Sep 18, 2025●MIT License

Bridging the Stylistic Gap An Analysis and Model for Humanizing AI-Generated Text- Anusara Sugeeshwa

bert
deep learning
fasttext
NLP
transfer learning
transformers

k
Anusara

Bridging the Stylistic Gap: An Analysis and Model for Humanizing AI-Generated Text

Anusara Sugeeshwara
Department of Computer & Data Science
NSBM Green University, Homagama, Sri Lanka
kasrsugeeshwara@gmail.com

Abstract

The formal and patterned nature of AI-generated text often renders it detectable and unsuitable for contexts requiring a natural, human voice. This research presents the development and evaluation of a novel AI-to-Human Text Converter, a system designed to address this limitation by transforming AI-generated content into a more natural and human-like format.

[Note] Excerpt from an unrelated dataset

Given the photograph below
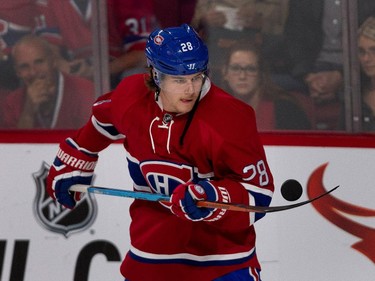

The work is grounded in a comprehensive stylistic analysis of a self-curated parallel corpus, comparing original human-written sentences to their AI-paraphrased counterparts. Employing dependency parsing, stylometry, and document clustering, the analysis first quantifies the key differences between the two text types. Findings reveal that AI rewriting introduces significant syntactic formalization, reduces punctuation variety, and, most critically, alters the contextual meaning in over 70% of sentences, as evidenced by their migration to different semantic clusters.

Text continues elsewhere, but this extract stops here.